Although the notation is slightly different, here is a picture of the kind of neural network I will be considering:

3.2.1 Backpropogation

The goal of backprogation is to learn the weights to use to achieve the lowest error.

We will use this error function:

\begin{equation*} J(\mathcal{W}) = \frac{1}{2}\sum_{i=1}^N||\mathbf{t}_i-\mathbf{y}_i^{(L)}||^2 \end{equation*}

This is mean squared error for the i'th training sample (\(i=1,2,\dots,N\)). \(\mathcal{W}\) is the collection of all of the weights \(\{\mathbf{W}^{(l)}\}_{l=1}^L\). The factor of a half is just for algebraic convenience. As it is constant it does not effect the result.

As always, the objective is to minimise this error function with respect to these weights.
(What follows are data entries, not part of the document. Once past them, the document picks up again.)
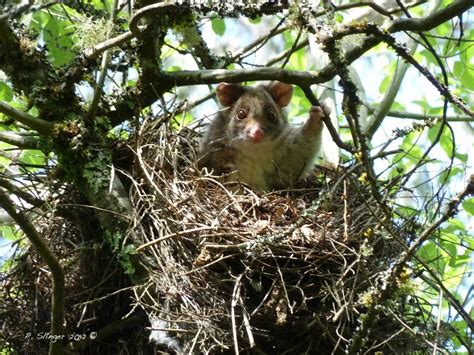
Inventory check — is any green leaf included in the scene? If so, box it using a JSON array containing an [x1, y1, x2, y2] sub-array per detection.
[[0, 81, 13, 102], [0, 226, 18, 240], [249, 17, 262, 25], [453, 61, 474, 90], [211, 18, 225, 36], [462, 197, 474, 216]]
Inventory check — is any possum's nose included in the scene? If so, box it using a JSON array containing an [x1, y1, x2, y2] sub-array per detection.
[[249, 127, 264, 143]]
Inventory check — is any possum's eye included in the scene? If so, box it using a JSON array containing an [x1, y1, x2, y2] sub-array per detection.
[[267, 110, 278, 122], [237, 110, 247, 120]]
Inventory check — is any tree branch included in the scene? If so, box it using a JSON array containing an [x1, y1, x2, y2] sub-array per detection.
[[387, 0, 472, 33], [387, 110, 474, 122], [0, 102, 53, 134], [0, 189, 65, 355], [0, 176, 44, 207], [0, 131, 40, 149]]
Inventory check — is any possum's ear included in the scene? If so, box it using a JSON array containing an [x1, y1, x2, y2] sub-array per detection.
[[216, 83, 245, 107], [267, 81, 293, 107]]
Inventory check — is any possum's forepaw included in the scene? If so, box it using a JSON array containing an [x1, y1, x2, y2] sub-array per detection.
[[304, 104, 329, 134]]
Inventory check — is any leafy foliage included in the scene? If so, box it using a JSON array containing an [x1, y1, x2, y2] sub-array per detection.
[[0, 0, 474, 353]]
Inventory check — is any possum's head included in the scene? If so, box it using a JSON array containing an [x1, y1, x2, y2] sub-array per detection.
[[216, 82, 293, 144]]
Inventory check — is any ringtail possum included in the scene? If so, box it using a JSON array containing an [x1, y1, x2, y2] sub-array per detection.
[[198, 82, 327, 192]]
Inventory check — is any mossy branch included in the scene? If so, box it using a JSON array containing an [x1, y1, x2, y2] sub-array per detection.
[[0, 189, 65, 355]]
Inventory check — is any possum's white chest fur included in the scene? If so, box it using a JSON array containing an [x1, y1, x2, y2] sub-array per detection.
[[233, 141, 284, 191]]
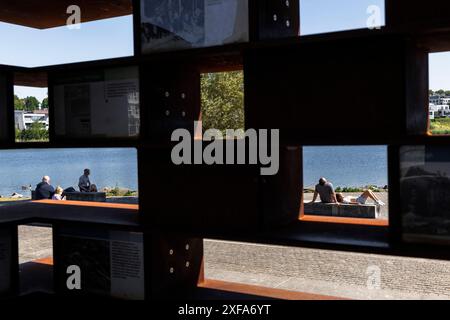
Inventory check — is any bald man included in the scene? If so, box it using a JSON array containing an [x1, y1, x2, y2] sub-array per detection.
[[35, 176, 55, 200]]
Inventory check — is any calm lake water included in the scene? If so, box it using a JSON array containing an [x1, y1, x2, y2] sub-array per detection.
[[0, 148, 138, 197], [303, 146, 388, 187], [0, 146, 387, 196]]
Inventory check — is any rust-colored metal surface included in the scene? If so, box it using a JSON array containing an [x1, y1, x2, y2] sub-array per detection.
[[0, 0, 133, 29], [300, 215, 389, 227]]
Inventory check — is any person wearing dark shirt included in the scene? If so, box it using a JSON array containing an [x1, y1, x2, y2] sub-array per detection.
[[35, 176, 55, 200], [312, 178, 339, 204], [78, 169, 91, 192]]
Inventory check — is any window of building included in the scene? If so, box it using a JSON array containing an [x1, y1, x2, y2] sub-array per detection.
[[141, 0, 249, 53], [300, 0, 385, 35], [14, 86, 50, 142], [52, 67, 140, 139]]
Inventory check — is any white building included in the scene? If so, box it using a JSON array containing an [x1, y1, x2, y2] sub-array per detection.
[[429, 95, 450, 105], [14, 110, 48, 130]]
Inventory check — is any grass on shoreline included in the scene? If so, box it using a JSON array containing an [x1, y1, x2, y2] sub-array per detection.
[[430, 118, 450, 134]]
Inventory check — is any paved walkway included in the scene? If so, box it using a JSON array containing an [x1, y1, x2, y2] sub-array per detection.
[[205, 240, 450, 299], [19, 226, 450, 299]]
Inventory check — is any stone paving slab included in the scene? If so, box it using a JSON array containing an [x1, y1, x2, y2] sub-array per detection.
[[204, 240, 450, 299], [15, 226, 450, 299]]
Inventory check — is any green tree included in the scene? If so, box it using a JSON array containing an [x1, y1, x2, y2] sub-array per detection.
[[41, 98, 48, 109], [23, 97, 39, 112], [14, 95, 25, 110], [201, 71, 245, 131]]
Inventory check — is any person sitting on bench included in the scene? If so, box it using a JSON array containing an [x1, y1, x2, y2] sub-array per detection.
[[78, 169, 91, 192], [311, 178, 339, 204], [336, 190, 385, 206]]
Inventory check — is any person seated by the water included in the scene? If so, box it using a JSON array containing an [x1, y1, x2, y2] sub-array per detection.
[[52, 186, 66, 200], [78, 169, 91, 192], [336, 190, 385, 206], [311, 178, 339, 204], [35, 176, 55, 200]]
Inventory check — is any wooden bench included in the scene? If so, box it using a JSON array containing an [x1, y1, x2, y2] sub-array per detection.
[[304, 202, 381, 219], [31, 190, 106, 202]]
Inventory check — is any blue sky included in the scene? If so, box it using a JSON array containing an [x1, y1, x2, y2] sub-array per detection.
[[300, 0, 385, 35], [0, 16, 134, 100], [5, 0, 450, 100], [429, 52, 450, 91]]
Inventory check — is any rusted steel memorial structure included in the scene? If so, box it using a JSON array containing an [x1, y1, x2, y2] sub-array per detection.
[[0, 0, 450, 300]]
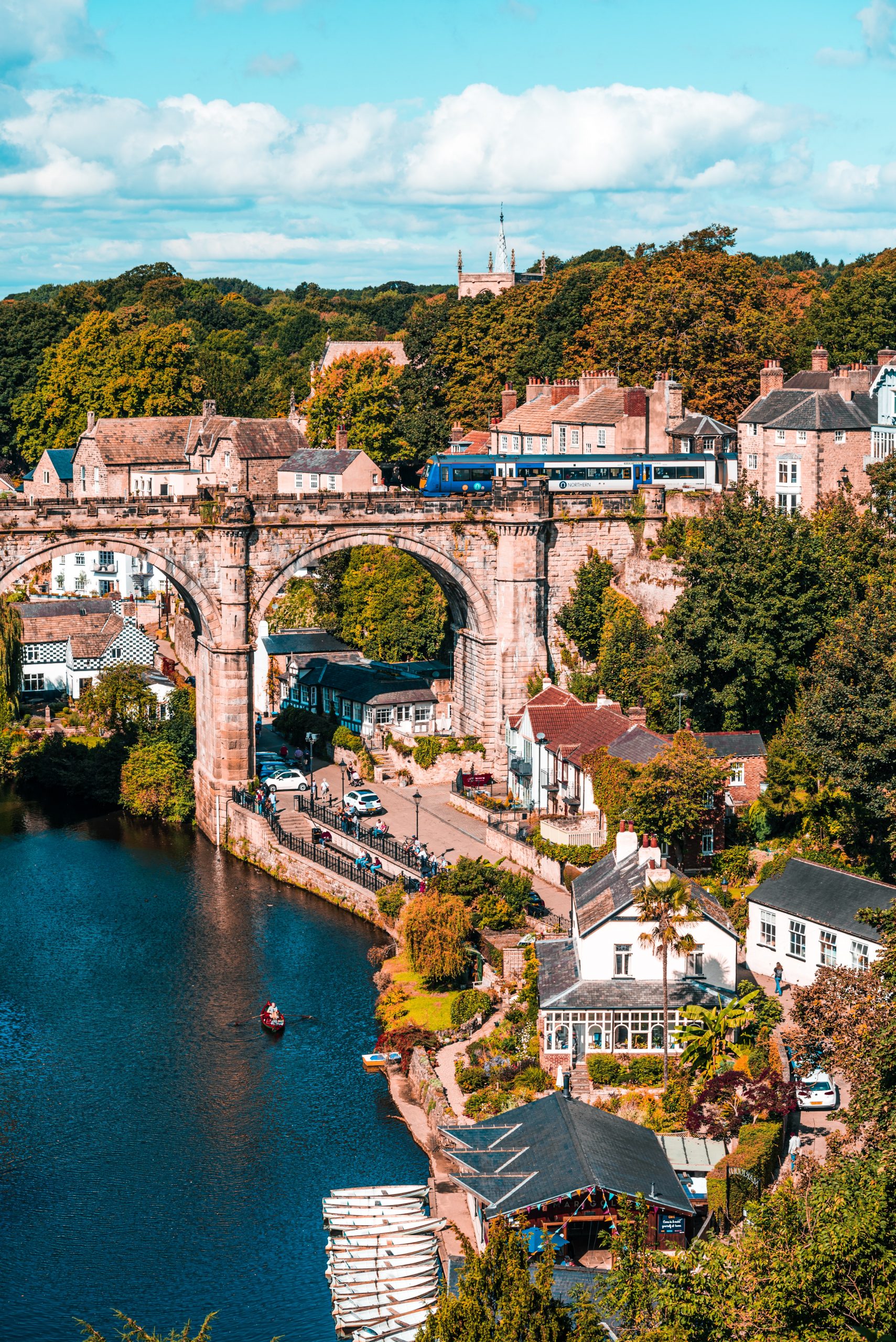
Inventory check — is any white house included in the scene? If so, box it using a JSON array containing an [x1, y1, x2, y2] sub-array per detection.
[[747, 858, 896, 985], [536, 822, 738, 1068], [50, 550, 165, 600], [16, 600, 156, 699]]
Doing so with stochastic gradient decent requires the computation of

\begin{equation*} \Delta W_{pq}^{(l)} = - \eta \frac{\partial J}{\partial W_{pq}^{(l)}} \end{equation*}

The output layer

First lets consider doing this for the output layer (layer \(L\)):
\begin{align*} \frac{\partial J}{\partial W_{pq}^{(L)}} = \frac{\partial J}{\partial\mathrm{net}_p^{(L)}} \frac{\partial\mathrm{net}_p^{(L)}}{\partial W_{pq}^{(l)}} = -&\delta_p^{(L)}\frac{\partial\mathrm{net}_p^{(L)}}{\partial W_{pq}^{(l)}}\\ \text{Where }\quad &\delta_p^{(L)} := - \frac{\partial J}{\partial \mathrm{net}_p^{(L)}}\\ \therefore\: &\delta_p^{(L)} = -\underbrace{\frac{\partial J}{\partial y_p^{(L)}}}_\textit{Note 1} \overbrace{\frac{\partial y_p^{(L)}}{\partial \mathrm{net}_p^{(L)}}}^\textit{Note 2} = \underbrace{\left((\mathbf{t_{i}})_p - (\mathbf{y_{i}})_p^{(L)}\right)}_\text{Error at the output}\overbrace{f'(\mathrm{net}_p^{(L)})}^\text{Slope of non-linearity} \end{align*}
Note 1: The partial differential of the error with respect to the output of the p'th node of the output layer

Note 2: The partial differential of the output of the p'th node of the output layer with respect to it's net activation

The other differential is trivial
\begin{equation*} \frac{\partial\mathrm{net}_p^{(L)}}{\partial W_{pq}^{(L)}} = (\mathbf{y_i})_{q}^{(L-1)} \quad =\quad \text{The output of the q'th unit of the previous layer} \end{equation*}
So to summarise
\begin{equation*} \Delta W_{pq}^{(L)} = \eta\,\delta_p^{(L)}(\mathbf{y_i})_{q}^{(L-1)} \end{equation*}
The hidden layer

The hidden layer is layer \(l=L-1\)
\begin{equation*} \frac{\partial J}{\partial W_{pq}^{(l)}} = \frac{\partial J}{\partial (\mathbf{y_i})_p^{(l)}}\frac{\partial (\mathbf{y_i})_p^{(l)}}{\partial \mathrm{net}_p^{(l)}} \frac{\partial \mathrm{net}_p^{(l)}}{\partial W_{pq}^{(l)}} \end{equation*}
Two of these are simple enough:
\begin{align*} \frac{\partial (\mathbf{y_i})_p^{(l)}}{\partial \mathrm{net}_p^{(l)}} &= f'(\mathrm{net}_p^{(l)}) \\ \frac{\partial \mathrm{net}_p^{(l)}}{\partial W_{pq}^{(l)}} &= (\mathbf{y_i})_{q}^{(l-1)} \end{align*}
Note that layer 0 is the input layer and so for \(l=1\), \((\mathbf{y_i})_{q}^{(l-1)} = (\mathbf{x_i})_{q}\).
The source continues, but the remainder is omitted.